Un lieu bien vivant, plein de tendresse et de chaleur
Durant la fête des morts de l’édition 2020, la procession a été annulée mais, sur le parvis du Centre Culturel, l’autel a pu rester ouvert au public. Cet autel se présente comme un assemblage de plusieurs dizaines de petits meubles chinés, d’anciennes vitrines de buffets, de commodes aux battants ouverts et habités par des visages, des photos de famille accompagnés d’objets personnels, de bougies et de fleurs. Dans le contexte de semi-confinement de l’automne 2020, il est devenu un lieu salvateur, visité par près de deux mille personnes. Des gens du quartier étaient présents tous les soirs, tout comme des personnes venant de plus loin, qui n’avaient pu célébrer de funérailles dignes de ce nom. Ce lieu d’hommage, ouvert sur l’espace public, répondait à un besoin fondamental. Un lieu où il semblait naturel de se parler des relations entre vivants et morts ou de la difficulté de n’avoir pu être là pour l’autre, au moment de son départ.

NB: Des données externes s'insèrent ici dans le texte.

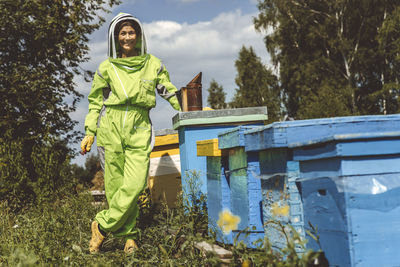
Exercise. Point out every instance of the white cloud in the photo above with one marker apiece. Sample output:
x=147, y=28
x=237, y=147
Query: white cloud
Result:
x=186, y=49
x=187, y=1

Pendant l’édition 2021, deux artistes ont proposé des ateliers durant tout le mois de novembre. Les gens s’inscrivaient, venaient avec la photo d’un défunt puis, en deux heures, fabriquaient et décoraient une boîte avec la technique du métal repoussé. C’est ainsi que les photographies de Camille Desaver, Jean-Pierre Rostenne, Monsieur Dominique ont pris place dans l’autel. Il y avait également des photos de personnes décédées dans les homes et celle du Monsieur qui s’est suicidé dans la rue des Renards. Beaucoup de personnes du quartier lui ont, d’ailleurs, écrit une pensée. Chacun pouvait déposer ce qu’il désirait dans l’autel. Des bricolages faits maison, des petits mots tout simples, souvent très touchants.
Art délicat
Bien sûr, qui dit mort dit rituel. Un certain nombre de choses, de gestes, devaient être faits tous les jours comme débâcher, allumer les bougies, tenir propre et bien sûr, recevoir les visiteuses et visiteurs. Les deux jeunes femmes qui s’occupaient des permanences se tenaient assises près de l’autel. Elles possédaient l’art délicat d’écouter, de tisser des liens, sans être trop invasives. Elles ont recueilli un grand nombre d’histoires personnelles passionnantes. Leur présence était très importante, elle signifiait simplement : ensemble on prend soin des morts.
Merci à Israel Alonso, Célia Dessardo et Christine Rigaux pour l’interview, à la base de cet article.
F. Issac et N. Ida
Dimanche 6 décembre
Contre toute attente, la femme au manteau de fourrure est revenue. Sans bébé et sans chien. Elle a apporté une photo dans un cadre qu’elle a fait pour Jacques. Jacques est un sans-abri de la Gare du Midi qu’elle ne connaissait pas très bien mais qu’elle rencontrait souvent. Il l’a raccompagnée une fois jusque chez elle nous explique-t’-elle. C’est pas le Samu Social qu’elle a appris qu’il était mort du Covid. On cherche avec elle un espace qui lui plaise.
Juste avant la fermeture, les quatre petites filles qui, chaque soir, viennent cajoler les morts des autres, ajoutent des pétales de rose devant la photo de Jacques.